The problem is, the old house never goes away, even as I rush to remove my mind from what happened inside it, the way I never owned any of its spaces. I can’t forget the splinters in bare feet running over old hardwood floors nor the broken and ancient and probably asbestos kitchen tiles that were embarrassingly ugly. Seared into my mind is the pink circus-y wallpaper that I outgrew and was in a room - my bedroom? - off the most wretched bathroom in the world. Painting it lavender didn’t help. The back room off the kitchen where a washing machine had once lived was must, cold, and most likely haunted. Another space to avoid and to never explore. Probably home to a zillion mice.
That should be the end of this story/not story and a better plot can be found later. However, the house refused silence and often now it joins my stories about almost any topic, set in any place. It respects my reticence to deal with any of the interior, and I have not made any references to the persons who arrived there to die although they may have gone soon after to finish their dying. Except for one or two canning seasons that filled the lopsided, wainscotinged kitchen, there are only a handful of moments. I insist: I don’t need the place, don’t need the memories.
Then another shift. I sense something and escape.
Pulling, tugging…
All around the yard are snowdrops, crocuses, lilies-of-the-valley, spiraea, honeysuckle, snowballs. I can tell you exactly where they are located.
These are not alone in the yard. Lilacs, tulips, peonies, jasmine, bleeding hearts, hydrangea - these too are growing in profusion, all at once, as if April were the same as September. There are more of them than when I was five.
Irises, hyacinth, hens and chicks, pansies, daffodils, narcissus. I am glad I didn’t forget these.
Black walnut, hydrangea, primroses, hollyhocks, rhubarb. Yes, I repeated the hydrangea, because it was a different color and it’s one of the best flowers in the world. I think one was planted by my grandmother.
Also, I get flashes of outdoor scenes that are engraved somewhere beneath my bones. Examples:
Learning to make book covers and homemade mustard. Next door, so inside was all right. I loved my neighbor, but bet she was lonely.
Skating on slate sidewalk. The slate clattered and cracked, but chalked up nicely and gave music to the skate wheels. Putting in concrete killed my skating experience.
The Mummers. They wore immense feathery costumes for the town parade, maybe 4th of July, maybe Memorial Day. Looking back, I’m certain that group from New Jersey was based on figures from Brazilian carnival.

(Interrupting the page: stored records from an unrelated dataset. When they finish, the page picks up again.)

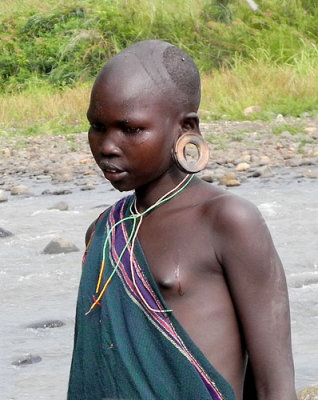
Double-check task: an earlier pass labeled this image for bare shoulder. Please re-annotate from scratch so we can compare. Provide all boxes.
[194,180,277,268]
[85,219,98,246]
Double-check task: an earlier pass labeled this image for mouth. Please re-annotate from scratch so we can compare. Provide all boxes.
[100,163,125,181]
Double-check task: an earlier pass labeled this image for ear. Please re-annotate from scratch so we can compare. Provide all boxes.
[181,112,201,135]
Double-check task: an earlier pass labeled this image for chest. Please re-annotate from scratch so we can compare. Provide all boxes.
[138,212,221,296]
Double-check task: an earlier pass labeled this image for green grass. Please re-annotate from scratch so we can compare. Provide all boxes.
[0,0,318,136]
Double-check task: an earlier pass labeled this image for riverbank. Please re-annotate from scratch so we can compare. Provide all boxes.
[0,116,318,194]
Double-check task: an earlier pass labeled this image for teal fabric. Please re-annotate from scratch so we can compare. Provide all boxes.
[67,198,235,400]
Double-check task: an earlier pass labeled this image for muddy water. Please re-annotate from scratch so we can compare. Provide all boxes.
[0,176,318,400]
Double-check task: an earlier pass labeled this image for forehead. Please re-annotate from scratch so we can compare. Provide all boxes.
[89,57,173,118]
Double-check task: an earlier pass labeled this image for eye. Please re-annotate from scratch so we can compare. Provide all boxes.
[122,125,143,135]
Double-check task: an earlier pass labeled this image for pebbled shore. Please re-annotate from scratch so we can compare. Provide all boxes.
[0,116,318,194]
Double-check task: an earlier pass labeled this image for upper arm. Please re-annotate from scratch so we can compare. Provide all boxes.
[85,219,97,246]
[212,197,296,400]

Backyard barbecue. Nothing special, but constructed by a smart father. Set behind an energetic primrose. Center stage, back yard. Used just enough to love its presence, but no more.

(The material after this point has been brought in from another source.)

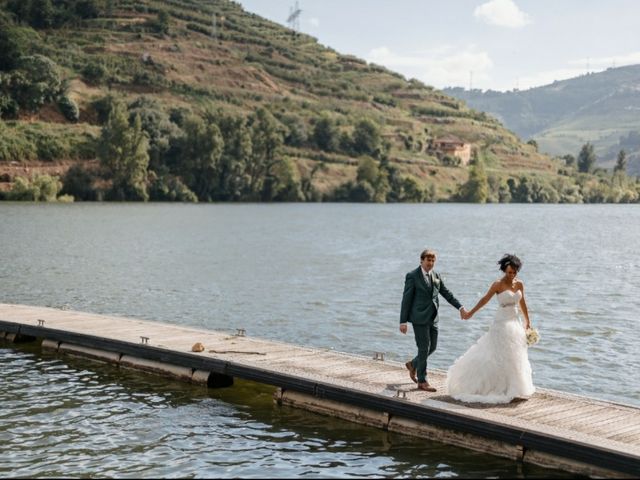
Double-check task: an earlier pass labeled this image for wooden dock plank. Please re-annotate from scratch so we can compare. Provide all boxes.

Clearly what mattered and matters is external to the house, which was a source of shames. What had value were the plants, bushes, trees, flowers that outlined the old, uneven, chipped bricks. What had value were the bodies of my two pet turtles, killed by me, buried in a glass jar on a cotton ball bed. I left them behind, along with my first and only dog and my first cat.
I left, like a bat out of hell, to escape it all. Yet here it all is, sitting right beside me in this room as I write. A home is a home.